EXPLANATORY NOTE
Pursuant to General Instruction E of Form S-8, this Registration Statement on Form
S-8 (the Registration Statement) is being filed in order to register an additional 100,000,000 shares of Class A Common Stock, par value $0.01 per share (Common Stock), of Comcast
Corporation (the Registrant) issuable under the Amended and Restated Comcast Corporation 2002 Employee Stock Purchase Plan, which are securities of the same class and relate to the same employee benefit plan, as those shares of Common
Stock registered on the Registrants registration statements on Form S-8 previously filed with the Securities and Exchange Commission on November 19, 2002 (Registration No.
333-101295, as amended by post-effective amendment No. 1 filed on December 4, 2002), December 4, 2002
(Registration No. 333-101645, as amended by post-effective amendment No. 2 filed on March 10,
2016), January 4, 2006 (Registration No. 333-130844), August 21, 2009 (Registration No.
333-161468), August 2, 2012 (Registration No.
333-183008) and July 28, 2016 (Registration No.
333-212716), all of which are hereby incorporated by reference.
PART II
INFORMATION
REQUIRED IN THE REGISTRATION STATEMENT
Item 6. Indemnification of Directors and Officers.
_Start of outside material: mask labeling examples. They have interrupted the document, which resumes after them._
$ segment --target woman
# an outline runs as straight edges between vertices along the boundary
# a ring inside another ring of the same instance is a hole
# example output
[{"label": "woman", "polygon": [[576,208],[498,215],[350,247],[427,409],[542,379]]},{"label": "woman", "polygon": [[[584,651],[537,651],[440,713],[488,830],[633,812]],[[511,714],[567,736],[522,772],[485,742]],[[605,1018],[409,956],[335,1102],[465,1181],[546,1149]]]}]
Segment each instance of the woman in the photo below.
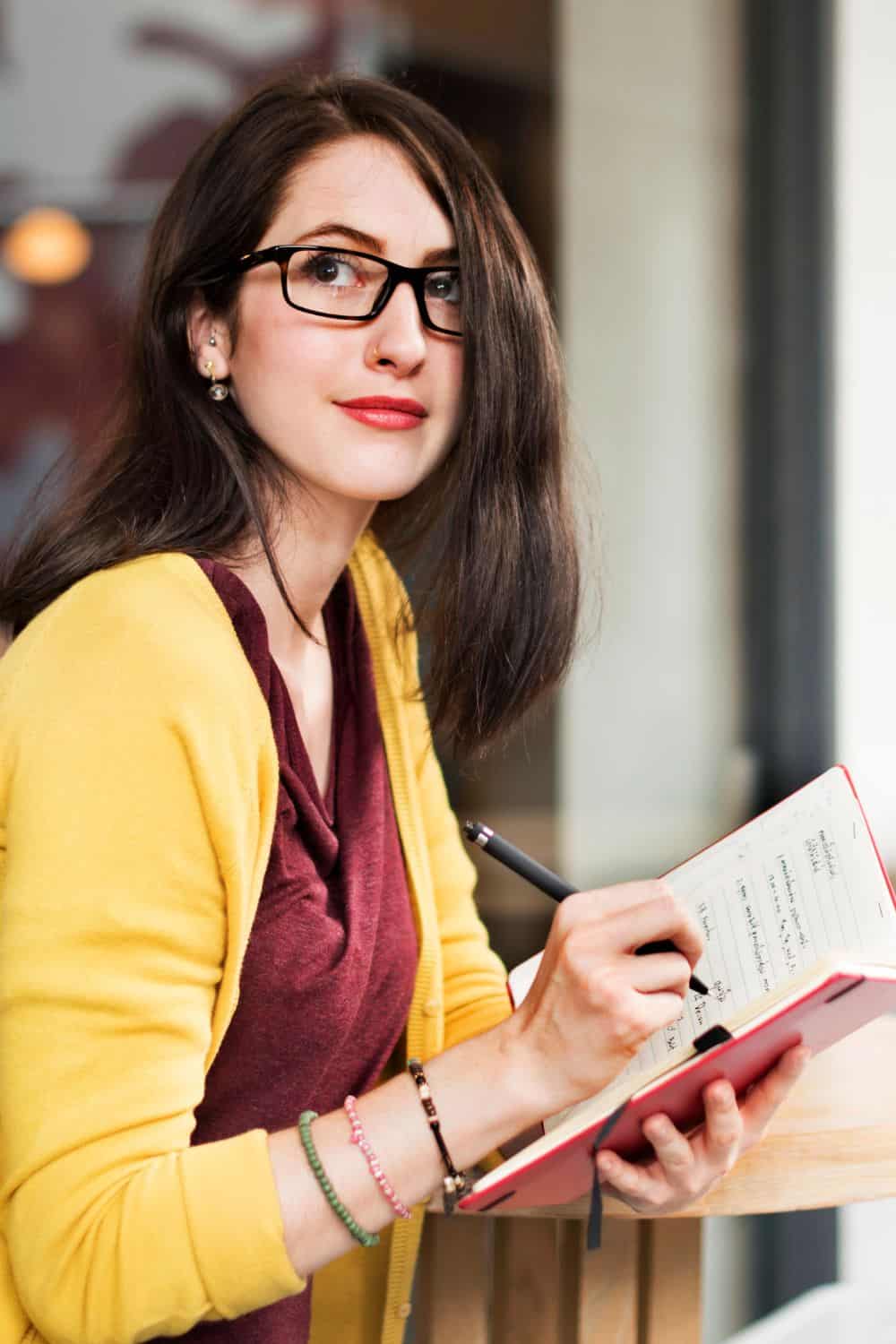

Sections 1741 through 1750 of Subchapter D, Chapter 17, of the Pennsylvania Business Corporation Law of 1988, as amended (PBCL), contain provisions
for mandatory and discretionary indemnification of a corporations directors, officers and other personnel, and related matters.
Under
Section 1741 of the PBCL, subject to certain limitations, a corporation has the power to indemnify directors and officers under certain prescribed circumstances against expenses (including attorneys fees), judgments, fines and amounts
paid in settlement actually and reasonably incurred in connection with an action or proceeding, whether civil, criminal, administrative or investigative (other than derivative or corporate actions), to which any such officer or director is a party
or is threatened to be made a party by reason of such officer or director being a representative of the corporation or serving at the request of the corporation as a representative of another domestic or foreign corporation for profit or not-for-profit, partnership, joint venture, trust or other enterprise, so long as the director or officer acted in good faith and in a manner reasonably believed to be in, or
not opposed to, the best interests of the corporation and, with respect to any criminal proceeding, such officer or director had no reasonable cause to believe his or her conduct was unlawful.
Section 1742 of the PBCL permits indemnification in derivative and corporate actions if the director or officer acted in good faith and in a manner
reasonably believed to be in, or not opposed to, the best interests of the corporation, except in respect of any claim, issue or matter as to which the officer or director has been adjudged to be liable to the corporation unless and only to the
extent that the proper court determines upon application that, despite the adjudication of liability but in view of all the circumstances of the case, the officer or director is fairly and reasonably entitled to indemnity for the expenses that the
court deems proper.
Under Section 1743 of the PBCL, indemnification is mandatory to the extent that the officer or director has been successful on
the merits or otherwise in defense of any action or proceeding referred to in Section 1741 or 1742 of the PBCL.
Section 1744 of the PBCL
provides that, unless ordered by a court, any indemnification under Section 1741 or 1742 of the PBCL shall be made by the corporation only as authorized in the specific case upon a determination that the officer or director met the applicable
standard of conduct, and such determination must be made (i) by the board of directors by a majority vote of a quorum of directors not parties to the action or proceeding, (ii) if a quorum is not obtainable, or if obtainable and a majority
vote of a quorum of disinterested directors so directs, by independent legal counsel in a written opinion, or (iii) by the shareholders.
Section 1745 of the PBCL provides that expenses (including attorneys fees) incurred by a director or officer in defending any action or proceeding
referred to in Subchapter D of Chapter 17 of the PBCL may be paid by the corporation in advance of the final disposition of such action or proceeding upon receipt of an undertaking by or on behalf of such person to repay such amount if it shall
ultimately be determined that he or she is not entitled to be indemnified by the corporation. Except as otherwise provided in the corporations bylaws, advancement of expenses must be authorized by the board of directors.